In 1987, he accepted an appointment as the Carl Swisher Eminent Scholar and Professor of Water Resources at the University of Florida, Gainesville. Upon retirement, he moved to the Department of Geological Sciences at the Land Use and Environmental Change Institute, University of Florida where he continued research activities. After retirement, Claire and Betty spent their summers at the family cabin in South Dakota’s Black Hills where they were members of the Rochford Community Chapel.
Comments made during conversation with the family: The name “Claire,” perceived as female, caused him consternation many times, but he accepted it with his normal low-key humor.
When he made reservations for a room at conferences, he was, more than once, booked in women’s dorms.
Claire was very active as Associate Editor, Editor and President of the American Society of Limnology and Oceanography. ASLO work was a family affair where Betty and the children stapled, stuffed, attached address labels, and sealed and stamped thousands of envelopes for the journal mailings.
University of Michigan note: Claire, a devout U. of M. football fan, shared a birthday with iconic U. of M. football coach Bo Schembechler. Claire humorously noted the one place Schelske was ahead of Schembechler was the faculty directory.
More observations by Rick Aldridge: When I first started working and studying for my Ph.D. under Claire at the University of Florida, my background was in fisheries, not limnology.
I was brought on to start a study of primary productivity and nutrient limitation in Lake Apopka. I asked Claire if he realized how little I knew about doing this study specifically and limnology in general? His response was, “Well, are you learning? That is what we do at a university.” Over the years I observed that Claire did not “teach,” he guided and enabled you to learn.
On first impression, one would think Claire low-key and very nonexpressive. You had to be around him to realize a slight smile and a chortle were his expressions of approval, enjoyment and humor. I think he often was silently laughing within. The only exception to his low-key personality was sports, when he became most animated, even cheering and raising his arms!
Claire was a distinguished scientist, a great educator and a true gentleman who projected decency and fairness.
He played a huge role in the academic development of many and served as a wonderful mentor, leading by example, especially about how to conduct oneself professionally. He was an unparalleled role model.

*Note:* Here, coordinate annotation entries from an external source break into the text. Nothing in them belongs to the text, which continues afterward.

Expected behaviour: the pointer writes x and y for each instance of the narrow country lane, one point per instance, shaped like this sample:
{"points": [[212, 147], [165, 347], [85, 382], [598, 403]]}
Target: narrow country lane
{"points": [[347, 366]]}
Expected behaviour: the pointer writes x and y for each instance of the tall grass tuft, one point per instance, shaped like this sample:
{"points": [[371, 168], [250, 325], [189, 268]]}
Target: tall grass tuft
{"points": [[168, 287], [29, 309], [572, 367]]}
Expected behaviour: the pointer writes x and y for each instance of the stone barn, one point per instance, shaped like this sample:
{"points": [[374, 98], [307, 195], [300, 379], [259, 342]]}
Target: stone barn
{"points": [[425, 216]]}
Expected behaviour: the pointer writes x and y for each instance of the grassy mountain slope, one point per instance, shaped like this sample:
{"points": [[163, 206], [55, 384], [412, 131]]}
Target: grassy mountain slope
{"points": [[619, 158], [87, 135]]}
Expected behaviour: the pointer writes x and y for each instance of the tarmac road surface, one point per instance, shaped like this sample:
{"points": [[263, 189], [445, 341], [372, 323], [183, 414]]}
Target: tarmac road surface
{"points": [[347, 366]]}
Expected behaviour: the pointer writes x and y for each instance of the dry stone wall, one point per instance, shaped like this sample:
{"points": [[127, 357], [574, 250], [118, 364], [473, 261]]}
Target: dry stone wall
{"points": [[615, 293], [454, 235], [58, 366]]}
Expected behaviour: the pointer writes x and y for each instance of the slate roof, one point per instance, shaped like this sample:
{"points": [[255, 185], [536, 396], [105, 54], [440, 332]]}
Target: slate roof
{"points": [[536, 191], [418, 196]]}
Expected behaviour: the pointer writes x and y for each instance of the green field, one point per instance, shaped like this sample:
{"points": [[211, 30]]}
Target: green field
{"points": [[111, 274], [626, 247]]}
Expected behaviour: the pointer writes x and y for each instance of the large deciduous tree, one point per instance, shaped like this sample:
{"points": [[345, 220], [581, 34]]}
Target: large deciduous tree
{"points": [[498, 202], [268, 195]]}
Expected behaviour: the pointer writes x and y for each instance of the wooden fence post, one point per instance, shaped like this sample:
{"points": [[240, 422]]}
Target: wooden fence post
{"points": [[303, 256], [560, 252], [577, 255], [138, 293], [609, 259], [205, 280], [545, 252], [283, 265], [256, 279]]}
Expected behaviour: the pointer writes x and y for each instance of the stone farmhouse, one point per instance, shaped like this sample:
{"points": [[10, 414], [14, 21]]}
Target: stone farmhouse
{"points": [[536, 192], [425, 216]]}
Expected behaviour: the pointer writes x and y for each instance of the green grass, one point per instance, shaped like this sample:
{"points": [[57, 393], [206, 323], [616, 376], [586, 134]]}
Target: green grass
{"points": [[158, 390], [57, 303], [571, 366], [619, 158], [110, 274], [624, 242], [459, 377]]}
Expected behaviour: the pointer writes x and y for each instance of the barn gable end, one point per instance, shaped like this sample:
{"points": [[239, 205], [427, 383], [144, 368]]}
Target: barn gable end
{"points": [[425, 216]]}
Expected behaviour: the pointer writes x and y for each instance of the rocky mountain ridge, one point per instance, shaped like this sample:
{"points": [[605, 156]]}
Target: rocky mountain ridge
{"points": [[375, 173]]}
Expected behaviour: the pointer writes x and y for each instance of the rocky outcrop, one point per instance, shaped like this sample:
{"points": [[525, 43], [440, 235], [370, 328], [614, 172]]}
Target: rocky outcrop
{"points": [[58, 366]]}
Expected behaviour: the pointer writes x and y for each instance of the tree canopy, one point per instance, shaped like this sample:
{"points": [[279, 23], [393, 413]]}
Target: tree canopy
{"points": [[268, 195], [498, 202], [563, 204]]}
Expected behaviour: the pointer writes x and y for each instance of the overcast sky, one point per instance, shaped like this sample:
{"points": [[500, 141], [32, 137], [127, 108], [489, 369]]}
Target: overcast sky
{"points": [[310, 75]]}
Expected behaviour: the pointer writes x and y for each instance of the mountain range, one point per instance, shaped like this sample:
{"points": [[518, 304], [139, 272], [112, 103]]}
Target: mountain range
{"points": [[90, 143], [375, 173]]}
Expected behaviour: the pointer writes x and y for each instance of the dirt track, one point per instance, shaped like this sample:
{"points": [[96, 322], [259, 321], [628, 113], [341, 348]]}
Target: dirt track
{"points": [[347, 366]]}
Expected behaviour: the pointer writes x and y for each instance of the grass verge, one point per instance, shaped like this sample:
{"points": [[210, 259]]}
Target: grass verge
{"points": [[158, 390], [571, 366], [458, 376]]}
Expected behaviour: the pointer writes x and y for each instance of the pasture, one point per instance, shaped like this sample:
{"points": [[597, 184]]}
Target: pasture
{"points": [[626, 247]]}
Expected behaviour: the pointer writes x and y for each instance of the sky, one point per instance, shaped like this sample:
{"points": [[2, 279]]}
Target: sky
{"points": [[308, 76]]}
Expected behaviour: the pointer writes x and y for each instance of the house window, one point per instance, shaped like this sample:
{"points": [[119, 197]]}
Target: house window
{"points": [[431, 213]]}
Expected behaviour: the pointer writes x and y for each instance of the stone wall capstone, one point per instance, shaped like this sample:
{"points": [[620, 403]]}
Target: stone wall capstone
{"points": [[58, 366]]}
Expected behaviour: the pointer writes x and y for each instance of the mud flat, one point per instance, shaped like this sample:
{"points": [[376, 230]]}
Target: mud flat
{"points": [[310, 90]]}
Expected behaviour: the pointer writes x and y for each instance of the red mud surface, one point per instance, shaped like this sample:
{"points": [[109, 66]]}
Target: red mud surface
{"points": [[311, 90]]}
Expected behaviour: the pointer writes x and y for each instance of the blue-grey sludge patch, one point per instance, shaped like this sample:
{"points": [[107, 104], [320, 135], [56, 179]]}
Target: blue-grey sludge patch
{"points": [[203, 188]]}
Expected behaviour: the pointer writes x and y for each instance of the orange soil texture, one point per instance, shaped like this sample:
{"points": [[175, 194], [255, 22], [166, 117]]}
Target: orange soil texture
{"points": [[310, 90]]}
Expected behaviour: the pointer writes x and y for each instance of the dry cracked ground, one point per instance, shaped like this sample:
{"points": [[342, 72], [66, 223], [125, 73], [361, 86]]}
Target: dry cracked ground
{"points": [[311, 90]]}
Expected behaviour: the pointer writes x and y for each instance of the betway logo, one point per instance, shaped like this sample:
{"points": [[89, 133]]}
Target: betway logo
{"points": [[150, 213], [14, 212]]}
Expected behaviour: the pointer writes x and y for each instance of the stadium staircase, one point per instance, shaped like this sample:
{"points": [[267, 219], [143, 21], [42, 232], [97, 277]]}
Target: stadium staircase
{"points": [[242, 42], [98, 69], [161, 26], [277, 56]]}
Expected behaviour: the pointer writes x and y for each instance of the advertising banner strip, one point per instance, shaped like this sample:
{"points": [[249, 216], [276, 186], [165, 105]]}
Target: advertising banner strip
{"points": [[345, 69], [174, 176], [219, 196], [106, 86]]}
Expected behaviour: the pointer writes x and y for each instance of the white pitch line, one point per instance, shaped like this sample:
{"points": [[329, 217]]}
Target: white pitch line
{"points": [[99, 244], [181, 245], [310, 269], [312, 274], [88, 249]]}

Claire is survived by his wife of 62 years, Betty; daughter Cynthia Vavra and husband, Bill; sons John and his wife, Mary, Steve and his wife, Stella; grandchildren Michael Schelske, Claire Elizabeth Schelske, Joseph Vavra, Quinn Schelske, Stanislaw Schelske and Elizabeth Schelske; brother Leroy and his wife, Deanna; cousin Dolores Robinson; and a number of nieces and nephews.
Memorial contributions may be made to Howard T. Odum Florida Springs Institute, 23695 W. U.S. Hwy. 27, High Springs, FL 32643; John & Ruth Breukelman Scholarship Fund, Emporia State University Foundation, 1500 Highland Street, Emporia, KS 66801-5018; or an environmental organization of the donor’s choosing.
The family is deeply grateful to Rick Aldridge, former student and longtime friend, for writing this tribute.